The reasons are multiple:
Collaborative systems act as complex systems and hence, contribution follow a ‘long tail’ curve: major contributors really produce a large part of the value (however the aggregated value of the contributions of all the others should not be neglected)
Most users generate interactions of low value to the community
Most users are swamped by daily urgencies and do not have the time to do longer term contributions.
This small percentage has an interesting implication when it comes to organizations’ internal collaborative networks – they can only work if there is a sufficient number of potential users so that the core group of 3-5% of users generating most of the value is large enough. That is why a minimum of a few hundred to a few thousand potential users is necessary for successful internal collaborative networks.
The entire HBR’s paper is quite an interesting read as it focuses on the emotional drain for the key collaboration contributors and the fact that their contribution is often not recognized enough.
Mark Zuckerberg (yes, Facebook’s) analyzed the history of online collaboration on Facebook and concluded that the amount of information shared on the internet roughly doubles every year.
And this is not going to stop with the substantial increase of mobile devices and their ubiquity in particular in emerging and developing countries.

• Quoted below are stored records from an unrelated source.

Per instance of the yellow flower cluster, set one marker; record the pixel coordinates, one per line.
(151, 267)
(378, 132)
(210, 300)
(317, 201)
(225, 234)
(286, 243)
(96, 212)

We generally underestimate the power of the exponential, but this is huge! This means that in a limited number of years the increase will be dramatic. The size of the data must even increase more quickly as videos tend to replace simple pictures or music.
Zuckerberg’s law matters because it describes what is really happening with the Fourth Revolution, better than laws focused on hardware capability. We are in an era of exponential increase of exchange and sharing between individuals. And this matters.